Prozess gegen verurteilten Sexualstraftäter wird fortgesetzt
Mordfall Judith T.: Psychologe sagt aus

16.01.17

Verden/Bad Rahburg - Von Wiebke Bruns. Ein Psychologe aus dem niedersächsischen Maßregelvollzugszentrum Bad Rehburg wurde am Montag als sachverständiger Zeuge in dem Mordprozess am Landgericht Verden gehört. Einer seiner Patienten, der Angeklagte Jörg N., soll im September 2015 die 23 Jahre alte Studentin Judith T. im Loccumer Klosterwald ermordet haben.

Obwohl die Gefährlichkeit des 49-Jährigen in einem früheren Strafprozess festgestellt und die Sicherungsverwahrung angeordnet worden war, durfte der Angeklagte als Freigänger die Einrichtung immer wieder verlassen. Sogar über Nacht durfte er wegbleiben.
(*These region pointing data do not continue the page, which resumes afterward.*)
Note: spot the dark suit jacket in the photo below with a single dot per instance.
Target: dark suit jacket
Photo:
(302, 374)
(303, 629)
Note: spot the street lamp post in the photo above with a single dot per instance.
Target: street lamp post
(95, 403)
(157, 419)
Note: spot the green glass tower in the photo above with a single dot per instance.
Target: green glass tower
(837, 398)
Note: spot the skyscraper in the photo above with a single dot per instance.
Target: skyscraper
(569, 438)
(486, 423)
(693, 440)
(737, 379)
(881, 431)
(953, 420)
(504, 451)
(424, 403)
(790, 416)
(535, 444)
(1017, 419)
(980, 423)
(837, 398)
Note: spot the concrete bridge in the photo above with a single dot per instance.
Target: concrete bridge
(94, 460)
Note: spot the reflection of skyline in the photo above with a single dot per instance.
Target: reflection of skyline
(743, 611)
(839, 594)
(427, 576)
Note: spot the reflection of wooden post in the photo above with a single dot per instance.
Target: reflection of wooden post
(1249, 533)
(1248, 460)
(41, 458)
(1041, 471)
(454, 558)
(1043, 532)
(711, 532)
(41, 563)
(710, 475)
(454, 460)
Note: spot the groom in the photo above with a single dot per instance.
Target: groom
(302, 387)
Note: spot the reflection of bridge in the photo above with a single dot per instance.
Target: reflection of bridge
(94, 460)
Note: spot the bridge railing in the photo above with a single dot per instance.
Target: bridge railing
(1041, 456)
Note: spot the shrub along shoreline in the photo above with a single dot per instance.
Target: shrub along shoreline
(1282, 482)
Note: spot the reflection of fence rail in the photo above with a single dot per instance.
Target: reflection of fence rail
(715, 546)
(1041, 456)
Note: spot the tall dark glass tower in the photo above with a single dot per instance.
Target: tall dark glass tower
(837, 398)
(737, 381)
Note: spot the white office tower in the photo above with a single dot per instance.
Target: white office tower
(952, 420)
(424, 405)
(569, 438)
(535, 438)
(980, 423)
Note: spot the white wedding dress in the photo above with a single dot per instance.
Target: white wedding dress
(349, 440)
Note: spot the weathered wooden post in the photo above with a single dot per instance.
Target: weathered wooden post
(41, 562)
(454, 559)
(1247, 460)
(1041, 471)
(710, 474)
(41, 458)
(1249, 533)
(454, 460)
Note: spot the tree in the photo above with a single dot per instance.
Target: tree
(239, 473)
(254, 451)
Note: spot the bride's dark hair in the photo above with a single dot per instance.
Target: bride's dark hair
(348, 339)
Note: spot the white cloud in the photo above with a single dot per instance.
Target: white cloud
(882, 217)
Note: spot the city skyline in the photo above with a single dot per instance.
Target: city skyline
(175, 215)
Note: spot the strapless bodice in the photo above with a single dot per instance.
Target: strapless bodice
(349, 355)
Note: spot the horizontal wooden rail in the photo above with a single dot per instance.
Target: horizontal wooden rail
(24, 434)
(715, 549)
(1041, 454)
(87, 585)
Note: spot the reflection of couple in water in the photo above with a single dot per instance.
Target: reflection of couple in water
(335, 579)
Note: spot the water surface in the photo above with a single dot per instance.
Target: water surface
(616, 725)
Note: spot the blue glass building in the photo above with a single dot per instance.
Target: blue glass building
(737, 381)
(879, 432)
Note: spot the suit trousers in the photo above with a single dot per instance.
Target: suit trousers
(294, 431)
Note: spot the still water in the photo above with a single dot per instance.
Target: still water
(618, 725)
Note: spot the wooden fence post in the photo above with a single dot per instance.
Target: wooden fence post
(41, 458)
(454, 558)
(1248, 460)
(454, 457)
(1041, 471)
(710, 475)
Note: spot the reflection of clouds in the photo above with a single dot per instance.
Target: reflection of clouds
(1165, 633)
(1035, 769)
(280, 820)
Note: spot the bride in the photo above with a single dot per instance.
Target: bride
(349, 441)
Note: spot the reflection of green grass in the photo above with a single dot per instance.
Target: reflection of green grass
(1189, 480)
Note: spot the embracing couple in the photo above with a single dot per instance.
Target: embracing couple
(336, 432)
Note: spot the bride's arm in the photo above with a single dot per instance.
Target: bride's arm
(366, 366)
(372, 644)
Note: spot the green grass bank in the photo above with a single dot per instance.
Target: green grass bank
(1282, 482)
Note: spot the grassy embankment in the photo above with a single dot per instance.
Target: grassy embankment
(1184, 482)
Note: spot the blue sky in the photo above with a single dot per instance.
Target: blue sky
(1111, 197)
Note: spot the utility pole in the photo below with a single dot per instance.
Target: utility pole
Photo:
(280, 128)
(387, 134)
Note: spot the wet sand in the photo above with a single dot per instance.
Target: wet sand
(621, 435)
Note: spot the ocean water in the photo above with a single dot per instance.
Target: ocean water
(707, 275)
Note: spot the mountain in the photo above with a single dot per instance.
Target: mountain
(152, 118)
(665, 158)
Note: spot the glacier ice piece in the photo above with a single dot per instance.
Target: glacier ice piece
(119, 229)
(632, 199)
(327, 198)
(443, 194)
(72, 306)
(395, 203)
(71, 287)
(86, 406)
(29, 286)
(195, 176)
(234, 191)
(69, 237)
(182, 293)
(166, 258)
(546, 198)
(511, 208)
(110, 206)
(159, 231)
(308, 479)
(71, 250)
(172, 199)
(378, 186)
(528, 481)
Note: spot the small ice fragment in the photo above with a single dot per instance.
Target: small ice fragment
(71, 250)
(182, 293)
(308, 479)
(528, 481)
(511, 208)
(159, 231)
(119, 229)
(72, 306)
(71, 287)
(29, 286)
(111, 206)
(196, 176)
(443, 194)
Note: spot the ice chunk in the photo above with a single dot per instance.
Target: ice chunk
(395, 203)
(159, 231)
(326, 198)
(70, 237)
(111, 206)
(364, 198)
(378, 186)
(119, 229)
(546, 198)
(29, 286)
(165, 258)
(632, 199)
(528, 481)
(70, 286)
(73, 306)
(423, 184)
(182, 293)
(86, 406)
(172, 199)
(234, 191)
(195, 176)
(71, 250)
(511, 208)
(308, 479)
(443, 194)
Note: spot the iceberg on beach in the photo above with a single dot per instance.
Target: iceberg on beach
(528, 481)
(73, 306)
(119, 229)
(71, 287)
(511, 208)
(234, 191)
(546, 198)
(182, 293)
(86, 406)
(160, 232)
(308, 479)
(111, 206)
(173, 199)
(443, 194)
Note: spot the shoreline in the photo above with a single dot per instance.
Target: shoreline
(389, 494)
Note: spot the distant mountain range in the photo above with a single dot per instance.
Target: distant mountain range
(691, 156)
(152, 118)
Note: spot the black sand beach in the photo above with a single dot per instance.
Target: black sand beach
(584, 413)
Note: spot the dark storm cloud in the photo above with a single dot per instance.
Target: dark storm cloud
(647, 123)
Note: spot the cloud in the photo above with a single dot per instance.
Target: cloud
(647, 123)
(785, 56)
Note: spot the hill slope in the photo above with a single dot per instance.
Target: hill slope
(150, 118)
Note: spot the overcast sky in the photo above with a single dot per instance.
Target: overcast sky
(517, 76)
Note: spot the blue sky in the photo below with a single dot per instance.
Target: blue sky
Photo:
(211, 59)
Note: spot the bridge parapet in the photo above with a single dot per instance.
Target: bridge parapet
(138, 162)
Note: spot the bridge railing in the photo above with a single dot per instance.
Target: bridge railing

Im Jahr 2012 ist Jörg N. wegen Vergewaltigung und sexueller Nötigung zu vier Jahren und zehn Monaten Haft verurteilt sowie die Unterbringung in einer Entziehungsanstalt und in der Sicherungsverwahrung angeordnet worden. Die Unterbringung in der Entziehungsanstalt hatte vor der Sicherungsverwahrung zu erfolgen.
Stimmung schwankte

In Bad Rehburg befand sich Jörg N. nach Verbüßung eines Teils seiner Haftstrafe seit Januar 2013. „Die Behandlung war durch große Ambivalenz bestimmt“, berichtete der Psychologe Klaus Klein, der zu seiner Aussage extra einen Anwalt als Zeugenbeistand mitgebracht hatte. Gegen Ärzte des Maßregelvollzugszentrums wird jedoch nicht ermittelt, erklärte die Erste Staatsanwältin Dr. Annette Marquardt.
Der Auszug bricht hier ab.